Projecto agrícola ProSavana em análise na capital de Moçambique

media Luís Muchanga, director-executivo da UNAC DR

Maputo acolheu esta quinta-feira a Segunda Conferência Triangular dos Povos -Moçambique, Japão, Brasil, um evento que reuniu cerca de 250 representantes do governo, sociedade civil, camponeses, empresários e estudiosos para debater sobre o ProSavana, um projecto envolvendo Moçambique, o Japão e o Brasil que visa o desenvolvimento agrário do chamado Corredor de Nacala, nas províncias da Zambézia, Nampula e Niassa, no norte do país.

De acordo com um comunicado do Prosavana publicado hoje, esta iniciativa lançada em 2011 tem como "principal objectivo contribuir para o aumento da produção e produtividade, segurança e diversificação alimentar em Moçambique" bem como "a promoção do desenvolvimento humano do país". Para o governo moçambicano, esta iniciativa que já foi implementada no Brasil poderia contribuir para a diminuição da desnutrição crónica em Moçambique, fazendo-a passar de 44% para 30% em 2015, e por outro lado, poderia igualmente abastecer a industria agro-alimentar e os circuitos de exportação.

Contudo, este não é o modelo de desenvolvimento preconizado por um certo número de organizações da sociedade civil moçambicana que sob o lema "Não ao ProSavana!" têm manifestado a sua oposição a este projecto por considerar que pode ser prejudicial para os pequenos agricultores e o meio ambiente.
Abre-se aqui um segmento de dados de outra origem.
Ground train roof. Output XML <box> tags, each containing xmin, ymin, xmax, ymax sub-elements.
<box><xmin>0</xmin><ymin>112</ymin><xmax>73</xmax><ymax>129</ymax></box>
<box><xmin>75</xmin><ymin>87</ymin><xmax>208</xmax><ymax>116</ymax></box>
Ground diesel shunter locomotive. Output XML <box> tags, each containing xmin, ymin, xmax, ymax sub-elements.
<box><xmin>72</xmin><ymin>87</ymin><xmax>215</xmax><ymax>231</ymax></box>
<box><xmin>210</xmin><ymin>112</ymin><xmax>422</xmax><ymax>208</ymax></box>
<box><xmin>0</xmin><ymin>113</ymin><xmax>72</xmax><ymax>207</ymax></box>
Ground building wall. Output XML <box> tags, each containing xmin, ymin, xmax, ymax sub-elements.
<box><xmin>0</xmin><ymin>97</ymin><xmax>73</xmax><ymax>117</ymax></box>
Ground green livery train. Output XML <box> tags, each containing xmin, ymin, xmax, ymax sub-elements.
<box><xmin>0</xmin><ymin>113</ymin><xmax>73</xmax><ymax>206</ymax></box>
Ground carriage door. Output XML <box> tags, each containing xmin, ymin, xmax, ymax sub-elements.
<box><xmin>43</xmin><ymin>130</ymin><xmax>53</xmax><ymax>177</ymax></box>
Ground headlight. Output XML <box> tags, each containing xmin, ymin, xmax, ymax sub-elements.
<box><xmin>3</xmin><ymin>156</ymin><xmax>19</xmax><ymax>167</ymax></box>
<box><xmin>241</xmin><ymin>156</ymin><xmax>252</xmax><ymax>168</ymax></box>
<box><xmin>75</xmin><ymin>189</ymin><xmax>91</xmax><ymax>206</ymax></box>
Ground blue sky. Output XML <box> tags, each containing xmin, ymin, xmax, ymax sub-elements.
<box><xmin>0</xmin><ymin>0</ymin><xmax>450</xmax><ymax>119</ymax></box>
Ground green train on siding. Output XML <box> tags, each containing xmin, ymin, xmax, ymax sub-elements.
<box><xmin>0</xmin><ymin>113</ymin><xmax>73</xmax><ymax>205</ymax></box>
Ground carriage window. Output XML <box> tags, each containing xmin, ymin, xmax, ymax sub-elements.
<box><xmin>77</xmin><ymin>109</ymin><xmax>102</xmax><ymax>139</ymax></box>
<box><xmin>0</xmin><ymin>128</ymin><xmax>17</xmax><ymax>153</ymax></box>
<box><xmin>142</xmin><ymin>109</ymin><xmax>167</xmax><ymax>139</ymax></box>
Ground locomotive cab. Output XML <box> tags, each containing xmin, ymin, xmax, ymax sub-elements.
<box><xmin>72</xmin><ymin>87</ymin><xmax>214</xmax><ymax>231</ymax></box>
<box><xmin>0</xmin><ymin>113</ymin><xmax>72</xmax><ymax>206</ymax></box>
Entre os adversários do ProSavana encontram-se organizações como a Liga moçambicana dos Direitos Humanos, a Justiça Ambiental ou ainda a UNAC, União Nacional dos Camponeses.

De acordo com este colectivo, este projecto implica necessariamente a implementação de um tipo de agricultura que não garante a soberania alimentar dos camponeses, irá poluir a sua zona mas também conduzirá à usurpação de terras, este grupo de ONGs referindo que as expropriações irregulares já têm aliás vindo a acontecer designadamente no distrito de Monapo, em Nampula, onde 3 mil hectares de terra foram retirados aos camponeses locais em proveito da produção de soja. Estas organizações referem que ao todo pelo menos 6 mil hectares de terra estão a ser indevidamente ocupados pelo projecto ProSavana e que pressões estão a ser exercidas sobre camponeses.

Foi por conseguinte num clima de expectativa que decorreu hoje a Segunda Conferência Triangular dos Povos, com o governo a tentar restabelecer a confiança e as organizações da sociedade civil a reclamar uma redefinição da política agrícola do país no intuito de ser mais inclusiva e sustentável e de ter uma especial atenção pela agricultura familiar. Tal foi a posição defendida por Luís Muchanga, director-executivo da UNAC, União Nacional dos Camponeses, que ao expressar os seus receios quanto à implementação do ProSavana, começou por referir que existem muitas contradições em torno deste projecto, a sua realização e as áreas que abrange.